Windows Unlock Authentication Detailed In Docs Ahead Of Windows 10 Anniversary Update Launch

Microsoft has several goodies in store for Windows 10 users with its forthcoming Anniversary Update, things like subtle Start Menu tweaks and better pen support. One of the more anticipated additions, at least for anyone who values security, is a Windows Unlock feature that will work in conjunction with companion devices.

Let's say you're sitting at a PC that doesn't have a webcam for face authentication or fingerprint reader. That rules out Windows Hello, though with Windows Unlock, you can still have a two-factor authentication scheme for logging in. The first of course is your trusty password, and hopefully it's more secure than 1-2-3-4-5 (save that for your luggage). And the second could be any number of companion devices.

Windows Unlock

"Use your Microsoft Band 2, or other devices that integrates with Windows 10 Companion Device Framework (CFD), as companion device for Microsoft Passport based authentication," Microsoft said about its Windows Unlock feature. "With this a device like Microsoft Band 2 or other third-party device, they can become an external second factor authentication which can be used to unlock your Windows 10 PCs."

Microsoft likes to use its Band 2 wearable as an example, but that's not the only external gadget that can be used as a companion device. So can your smartphone, though it must be a Windows Phone or Android handset—there doesn't appear to be any love for iOS, at least not at the outset.

How exactly will this work?
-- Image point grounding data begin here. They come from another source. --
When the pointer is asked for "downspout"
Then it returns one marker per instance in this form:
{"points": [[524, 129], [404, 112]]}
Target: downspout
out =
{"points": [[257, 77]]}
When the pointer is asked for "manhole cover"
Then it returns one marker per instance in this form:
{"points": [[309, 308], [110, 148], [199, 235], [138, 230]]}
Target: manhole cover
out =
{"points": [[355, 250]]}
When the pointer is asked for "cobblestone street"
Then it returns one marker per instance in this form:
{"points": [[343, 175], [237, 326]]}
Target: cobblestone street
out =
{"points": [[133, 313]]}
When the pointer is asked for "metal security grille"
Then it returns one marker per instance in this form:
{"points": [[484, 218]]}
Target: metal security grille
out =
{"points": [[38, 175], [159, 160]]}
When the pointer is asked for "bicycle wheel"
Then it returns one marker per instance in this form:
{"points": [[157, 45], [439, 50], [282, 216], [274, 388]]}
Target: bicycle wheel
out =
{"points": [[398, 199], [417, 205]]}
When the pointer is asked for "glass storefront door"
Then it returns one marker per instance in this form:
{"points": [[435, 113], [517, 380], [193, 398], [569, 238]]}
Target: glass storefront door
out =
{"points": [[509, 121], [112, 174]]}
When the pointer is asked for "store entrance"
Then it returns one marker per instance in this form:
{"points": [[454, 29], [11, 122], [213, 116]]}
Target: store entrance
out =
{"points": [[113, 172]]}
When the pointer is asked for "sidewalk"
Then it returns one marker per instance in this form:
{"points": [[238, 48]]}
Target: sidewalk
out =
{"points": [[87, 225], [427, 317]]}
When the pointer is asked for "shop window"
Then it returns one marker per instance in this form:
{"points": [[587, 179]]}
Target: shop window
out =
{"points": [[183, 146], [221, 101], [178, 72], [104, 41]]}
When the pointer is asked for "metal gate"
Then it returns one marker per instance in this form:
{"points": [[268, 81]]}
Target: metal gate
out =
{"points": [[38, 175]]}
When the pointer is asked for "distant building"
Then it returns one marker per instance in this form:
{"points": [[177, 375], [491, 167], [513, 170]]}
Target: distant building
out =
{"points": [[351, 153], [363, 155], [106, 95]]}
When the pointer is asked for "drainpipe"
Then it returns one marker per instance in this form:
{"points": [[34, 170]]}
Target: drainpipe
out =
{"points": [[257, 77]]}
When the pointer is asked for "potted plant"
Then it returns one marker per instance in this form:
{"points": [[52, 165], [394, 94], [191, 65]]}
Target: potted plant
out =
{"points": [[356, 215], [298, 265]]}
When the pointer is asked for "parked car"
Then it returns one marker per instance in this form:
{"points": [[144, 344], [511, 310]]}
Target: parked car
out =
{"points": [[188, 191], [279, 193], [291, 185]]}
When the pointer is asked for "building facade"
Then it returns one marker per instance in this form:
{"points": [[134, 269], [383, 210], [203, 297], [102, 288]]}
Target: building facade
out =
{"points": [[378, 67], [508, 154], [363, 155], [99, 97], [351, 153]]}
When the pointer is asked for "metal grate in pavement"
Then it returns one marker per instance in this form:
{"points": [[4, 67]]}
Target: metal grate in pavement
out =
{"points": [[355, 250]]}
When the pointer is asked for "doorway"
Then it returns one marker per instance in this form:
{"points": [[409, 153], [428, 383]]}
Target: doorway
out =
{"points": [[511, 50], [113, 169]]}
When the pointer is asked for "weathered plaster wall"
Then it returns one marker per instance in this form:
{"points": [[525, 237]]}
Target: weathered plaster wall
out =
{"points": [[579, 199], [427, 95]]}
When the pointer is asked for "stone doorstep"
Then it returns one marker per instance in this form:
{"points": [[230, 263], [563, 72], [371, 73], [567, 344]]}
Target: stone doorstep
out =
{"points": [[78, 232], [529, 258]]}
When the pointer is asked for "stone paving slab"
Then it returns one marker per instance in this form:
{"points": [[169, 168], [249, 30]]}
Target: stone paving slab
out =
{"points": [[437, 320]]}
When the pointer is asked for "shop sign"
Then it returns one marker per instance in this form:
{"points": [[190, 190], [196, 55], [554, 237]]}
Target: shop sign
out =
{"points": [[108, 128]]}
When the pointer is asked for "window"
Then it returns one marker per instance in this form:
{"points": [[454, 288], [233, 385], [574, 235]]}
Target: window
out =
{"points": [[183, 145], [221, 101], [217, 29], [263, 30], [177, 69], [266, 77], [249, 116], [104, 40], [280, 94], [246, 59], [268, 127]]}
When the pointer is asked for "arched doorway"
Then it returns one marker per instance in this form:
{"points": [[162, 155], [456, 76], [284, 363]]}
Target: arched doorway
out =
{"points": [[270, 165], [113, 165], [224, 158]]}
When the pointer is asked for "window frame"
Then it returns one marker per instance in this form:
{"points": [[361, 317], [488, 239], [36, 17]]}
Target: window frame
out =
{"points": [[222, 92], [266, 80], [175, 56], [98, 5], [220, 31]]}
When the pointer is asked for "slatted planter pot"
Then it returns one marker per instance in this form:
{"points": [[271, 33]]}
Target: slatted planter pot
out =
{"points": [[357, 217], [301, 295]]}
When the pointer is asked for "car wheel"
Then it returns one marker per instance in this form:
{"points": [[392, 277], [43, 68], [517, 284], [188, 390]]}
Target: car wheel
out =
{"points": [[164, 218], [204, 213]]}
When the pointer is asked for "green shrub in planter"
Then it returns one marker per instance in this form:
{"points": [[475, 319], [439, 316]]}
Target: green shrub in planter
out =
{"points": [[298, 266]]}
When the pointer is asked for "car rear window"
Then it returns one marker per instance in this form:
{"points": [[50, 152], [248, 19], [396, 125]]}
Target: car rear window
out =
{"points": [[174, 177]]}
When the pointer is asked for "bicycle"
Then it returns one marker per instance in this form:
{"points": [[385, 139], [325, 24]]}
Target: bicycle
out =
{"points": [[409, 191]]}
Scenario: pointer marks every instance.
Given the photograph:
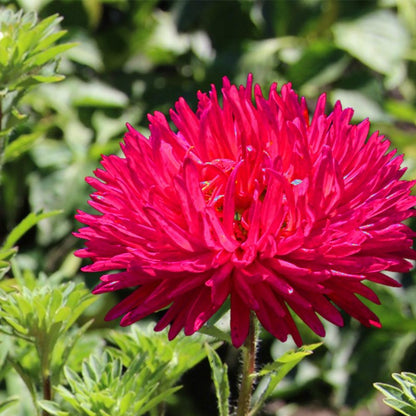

Microsoft published some documentation on Monday that provides further details. Here are some of the use case scenarios Microsoft describes:
  • Attach their companion device to PC via USB, touch the button on the companion device, and automatically unlock their PC.
  • Carry a phone in their pocket that is already paired with PC over Bluetooth. Upon hitting the spacebar on their PC, their phone receives a notification. Approve it and the PC simply unlocks.
  • Tap their companion device to an NFC reader to quickly unlock their PC.
  • Wear a fitness band that has already authenticated the wearer. Upon approaching PC, and by performing a special gesture (like clapping), the PC unlocks.
According to Microsoft, each companion device will be combined with an app that supports three user signals. Those signals are what ultimately serve as the second factor of authentication, and they can be in the form of an action or gesture. Here's a look:]
  • Intent signal: Allows the user to show his intent for unlock by, for example, hitting a button on the companion device. The intent signal must be collected on companion device side.
  • User presence signal: Proves the presence of the user. The companion device might, for instance, require a PIN before it can be used for unlocking PC (not to be confused with PC PIN), or it might require press of a button.
  • Disambiguation signal: Disambiguates which Windows 10 desktop the user wants to unlock when multiple options are available to the companion device.
Logging into Windows might not be the only place where this two-factor authentication comes into play. Though Microsoft hasn't revealed the full extent of Windows Unlock, it's possible that it could be used for things like verifying purchases in the Windows Store.

From a security standpoint, Microsoft lists several requirements to prevent against misuse. There are several safeguards against malware and malicious users, though as always, we'll have to see how it performs in the real-world.